I have read the documentation but I don't understand.
Why do I have to use distutils to install python modules ?
Why do I just can't save the modules in python path ?
You don't have to use distutils. You can install modules manually, just like you can compile a C++ library manually (compile every implementation file, then link the .obj files) or install an application manually (compile, put into its own directory, add a shortcut for launching). It just gets tedious and error-prone, as every repetive task done manually.
Moreover, the manual steps I listed for the examples are pretty optimistic - often, you want to do more. For example, PyQt adds the .ui-to-.py-compiler to the path so you can invoke it via command line.
So you end up with a stack of work that could be automated. This alone is a good argument.
Also, the devs would have to write installing instructions. With distutils etc, you only have to specify what your project consists of (and fancy extras if and only if you need it) - for example, you don't need to tell it to put everything in a new folder in site-packages, because it already knows this.

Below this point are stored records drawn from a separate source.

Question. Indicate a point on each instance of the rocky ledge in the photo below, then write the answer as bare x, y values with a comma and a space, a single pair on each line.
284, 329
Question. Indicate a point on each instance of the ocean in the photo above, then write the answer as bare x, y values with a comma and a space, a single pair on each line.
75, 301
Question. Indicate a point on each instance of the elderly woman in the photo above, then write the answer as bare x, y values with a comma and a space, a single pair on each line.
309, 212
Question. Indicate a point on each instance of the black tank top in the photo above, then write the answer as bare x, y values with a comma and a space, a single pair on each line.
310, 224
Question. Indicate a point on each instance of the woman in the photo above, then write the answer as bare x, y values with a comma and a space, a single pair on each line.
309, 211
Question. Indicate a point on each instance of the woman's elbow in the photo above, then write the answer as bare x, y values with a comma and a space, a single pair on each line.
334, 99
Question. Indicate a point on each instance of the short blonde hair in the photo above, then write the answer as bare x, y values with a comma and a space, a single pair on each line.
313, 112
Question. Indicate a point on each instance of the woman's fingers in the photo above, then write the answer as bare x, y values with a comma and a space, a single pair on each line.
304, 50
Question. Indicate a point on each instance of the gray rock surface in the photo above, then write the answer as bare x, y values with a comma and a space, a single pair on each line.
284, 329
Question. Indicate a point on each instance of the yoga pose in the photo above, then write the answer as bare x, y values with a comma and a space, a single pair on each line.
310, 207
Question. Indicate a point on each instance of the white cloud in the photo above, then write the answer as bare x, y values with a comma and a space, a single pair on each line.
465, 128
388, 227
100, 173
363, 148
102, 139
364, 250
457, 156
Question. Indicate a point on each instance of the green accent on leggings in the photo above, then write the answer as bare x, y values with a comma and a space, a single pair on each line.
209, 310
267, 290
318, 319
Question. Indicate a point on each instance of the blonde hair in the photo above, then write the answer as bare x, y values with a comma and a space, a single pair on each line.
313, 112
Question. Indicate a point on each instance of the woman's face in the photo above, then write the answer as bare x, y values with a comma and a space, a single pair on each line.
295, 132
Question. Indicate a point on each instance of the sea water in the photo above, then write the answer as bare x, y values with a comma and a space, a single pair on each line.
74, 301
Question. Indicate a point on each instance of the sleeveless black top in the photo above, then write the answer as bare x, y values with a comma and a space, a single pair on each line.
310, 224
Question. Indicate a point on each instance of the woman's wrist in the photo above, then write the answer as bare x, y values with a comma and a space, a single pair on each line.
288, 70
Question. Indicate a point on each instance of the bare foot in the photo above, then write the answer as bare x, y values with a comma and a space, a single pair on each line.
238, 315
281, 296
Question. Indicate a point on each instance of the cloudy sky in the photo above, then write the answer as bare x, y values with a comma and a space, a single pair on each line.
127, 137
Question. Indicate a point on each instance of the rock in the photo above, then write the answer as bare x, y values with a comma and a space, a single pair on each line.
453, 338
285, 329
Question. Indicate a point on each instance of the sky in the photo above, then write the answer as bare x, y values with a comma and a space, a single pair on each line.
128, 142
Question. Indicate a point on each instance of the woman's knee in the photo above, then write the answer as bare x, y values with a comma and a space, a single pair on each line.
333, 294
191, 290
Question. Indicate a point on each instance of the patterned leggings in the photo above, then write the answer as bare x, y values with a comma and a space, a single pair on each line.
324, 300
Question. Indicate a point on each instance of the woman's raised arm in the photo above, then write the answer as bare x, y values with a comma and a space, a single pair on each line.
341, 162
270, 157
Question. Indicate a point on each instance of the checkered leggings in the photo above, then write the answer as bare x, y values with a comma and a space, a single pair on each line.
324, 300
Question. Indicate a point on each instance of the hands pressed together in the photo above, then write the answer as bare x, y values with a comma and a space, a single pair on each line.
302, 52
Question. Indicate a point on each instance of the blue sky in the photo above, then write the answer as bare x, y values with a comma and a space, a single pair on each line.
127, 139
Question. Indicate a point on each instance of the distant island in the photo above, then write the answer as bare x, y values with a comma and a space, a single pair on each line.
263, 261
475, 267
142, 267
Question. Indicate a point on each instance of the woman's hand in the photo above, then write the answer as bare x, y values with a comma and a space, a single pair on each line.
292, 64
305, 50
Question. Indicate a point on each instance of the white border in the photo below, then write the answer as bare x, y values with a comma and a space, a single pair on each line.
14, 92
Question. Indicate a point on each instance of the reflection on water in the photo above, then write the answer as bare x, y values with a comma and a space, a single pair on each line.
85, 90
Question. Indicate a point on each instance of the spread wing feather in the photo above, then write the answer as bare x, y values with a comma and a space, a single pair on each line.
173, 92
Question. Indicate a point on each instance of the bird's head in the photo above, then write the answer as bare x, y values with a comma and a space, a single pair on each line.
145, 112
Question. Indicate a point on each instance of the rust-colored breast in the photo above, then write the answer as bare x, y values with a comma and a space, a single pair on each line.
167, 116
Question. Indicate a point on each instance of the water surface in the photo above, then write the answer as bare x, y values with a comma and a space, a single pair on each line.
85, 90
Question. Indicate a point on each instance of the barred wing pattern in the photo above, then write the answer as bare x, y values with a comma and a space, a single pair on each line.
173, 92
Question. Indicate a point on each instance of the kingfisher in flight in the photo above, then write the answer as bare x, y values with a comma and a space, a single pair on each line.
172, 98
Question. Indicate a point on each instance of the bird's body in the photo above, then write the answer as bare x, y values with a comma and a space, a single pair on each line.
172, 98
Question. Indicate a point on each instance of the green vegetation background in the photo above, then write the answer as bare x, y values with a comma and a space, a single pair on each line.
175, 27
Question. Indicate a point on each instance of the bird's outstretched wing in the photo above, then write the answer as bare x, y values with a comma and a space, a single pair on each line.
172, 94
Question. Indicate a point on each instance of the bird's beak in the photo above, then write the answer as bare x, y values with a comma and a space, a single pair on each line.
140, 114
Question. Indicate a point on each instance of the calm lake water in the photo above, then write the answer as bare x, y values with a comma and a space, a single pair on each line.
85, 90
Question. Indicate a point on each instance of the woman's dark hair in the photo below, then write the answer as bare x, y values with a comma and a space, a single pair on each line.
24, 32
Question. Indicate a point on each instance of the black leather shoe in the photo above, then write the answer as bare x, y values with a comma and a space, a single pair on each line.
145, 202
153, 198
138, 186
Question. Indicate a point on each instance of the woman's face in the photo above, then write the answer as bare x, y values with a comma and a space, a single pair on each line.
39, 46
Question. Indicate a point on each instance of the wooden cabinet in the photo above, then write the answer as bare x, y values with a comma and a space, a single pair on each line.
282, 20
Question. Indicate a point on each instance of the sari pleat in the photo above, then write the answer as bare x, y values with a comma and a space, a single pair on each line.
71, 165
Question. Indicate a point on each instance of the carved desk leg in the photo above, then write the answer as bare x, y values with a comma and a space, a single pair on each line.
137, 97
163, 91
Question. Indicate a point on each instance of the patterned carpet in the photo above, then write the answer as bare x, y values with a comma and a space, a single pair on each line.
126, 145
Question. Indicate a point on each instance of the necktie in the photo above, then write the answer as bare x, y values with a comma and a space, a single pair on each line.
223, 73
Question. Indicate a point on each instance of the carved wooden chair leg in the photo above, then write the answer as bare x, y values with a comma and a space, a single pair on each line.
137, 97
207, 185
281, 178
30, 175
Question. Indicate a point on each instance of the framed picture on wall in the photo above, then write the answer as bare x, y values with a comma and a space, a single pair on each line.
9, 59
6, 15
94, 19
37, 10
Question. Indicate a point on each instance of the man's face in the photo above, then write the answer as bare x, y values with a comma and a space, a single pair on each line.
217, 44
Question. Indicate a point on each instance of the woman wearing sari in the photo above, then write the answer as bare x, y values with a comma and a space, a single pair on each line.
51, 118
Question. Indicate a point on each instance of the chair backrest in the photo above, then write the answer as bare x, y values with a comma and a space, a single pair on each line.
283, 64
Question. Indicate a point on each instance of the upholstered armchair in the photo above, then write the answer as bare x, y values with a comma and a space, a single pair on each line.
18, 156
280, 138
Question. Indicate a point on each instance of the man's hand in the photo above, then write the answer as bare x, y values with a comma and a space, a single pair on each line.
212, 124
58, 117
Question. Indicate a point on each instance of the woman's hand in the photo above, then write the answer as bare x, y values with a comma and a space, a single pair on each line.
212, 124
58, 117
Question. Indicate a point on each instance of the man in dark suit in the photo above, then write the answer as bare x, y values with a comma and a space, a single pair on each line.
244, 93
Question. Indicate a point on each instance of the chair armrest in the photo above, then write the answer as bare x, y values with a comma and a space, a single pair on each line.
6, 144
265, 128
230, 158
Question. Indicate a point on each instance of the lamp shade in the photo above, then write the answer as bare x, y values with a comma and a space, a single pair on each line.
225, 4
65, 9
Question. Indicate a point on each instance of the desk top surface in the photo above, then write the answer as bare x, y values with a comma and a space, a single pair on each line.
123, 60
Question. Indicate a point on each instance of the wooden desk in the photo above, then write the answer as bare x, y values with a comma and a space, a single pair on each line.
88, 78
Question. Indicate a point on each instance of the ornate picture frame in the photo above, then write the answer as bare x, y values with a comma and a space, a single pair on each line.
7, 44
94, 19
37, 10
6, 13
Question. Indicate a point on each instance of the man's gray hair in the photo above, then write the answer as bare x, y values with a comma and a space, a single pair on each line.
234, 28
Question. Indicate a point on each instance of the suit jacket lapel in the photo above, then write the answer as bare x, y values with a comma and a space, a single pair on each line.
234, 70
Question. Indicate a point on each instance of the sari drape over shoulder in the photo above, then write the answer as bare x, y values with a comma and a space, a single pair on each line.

So in the end, it's easier for developers and for users.
what python modules ? for installing python package if they exist in pypi you should do :
pip install <name_of_package>
if not, you should download them .tar.gz or what so ever and see if you find a setup.py and run it like this :
python setup.py install
or if you want to install it in development mode (you can change in package and see the result without installing it again ) :
python setup.py develop
this is the usual way to distribute python package (the setup.py); and this setup.py is the one that call disutils.
to summarize this distutils is a python package that help developer create a python package installer that will build and install a given package by just running the command setup.py install.
so basically what disutils does (i will sit only important stuff):
it search dependencies of the package (install dependencies automatically).
it copy the package modules in site-packages or just create a sym link if it's in develop mode
you can create an egg of you package.
it can also run test over your package.
you can use it to upload your package to pypi.
if you want more detail see this http://docs.python.org/library/distutils.html
You don't have to use distutils to get your own modules working on your own machine; saving them in your python path is sufficient.
When you decide to publish your modules for other people to use, distutils provides a standard way for them to install your modules on their machines. (The "dist" in "distutils" means distribution, as in distributing your software to others.)
This is somewhat related to this question. Let's say I have a package that I want to deploy via rpm because I need to do some file copying on post-install and I have some non-python dependencies I want to declare. But let's also say I have some python dependencies that are easily available in PyPI. It seems like if I just package as an egg, an unzip followed by python setup.py install will automatically take care of my python dependencies, at the expense of losing any post-install functionality and non-python dependencies.
Is there any recommended way of doing this? I suppose I could specify this in a pre-install script, but then I'm getting into information duplication and not really using setuptools for much of anything.
(My current setup involves passing install_requires = ['dependency_name'] to setup, which works for python setup.py bdist_egg and unzip my_package.egg; python my_package/setup.py install, but not for python setup.py bdist_rpm --post-install post-install.sh and rpm --install my_package.rpm.)
I think it would be best if your python dependencies were available as RPMs also, and declared as dependencies in the RPM. If they aren't available elsewhere, create them yourself, and put them in your yum repository.
Running PyPI installations as a side effect of RPM installation is evil, as it won't support proper uninstallation (i.e. uninstalling your RPM will remove your package, but leave the dependencies behind, with no proper removal procedure).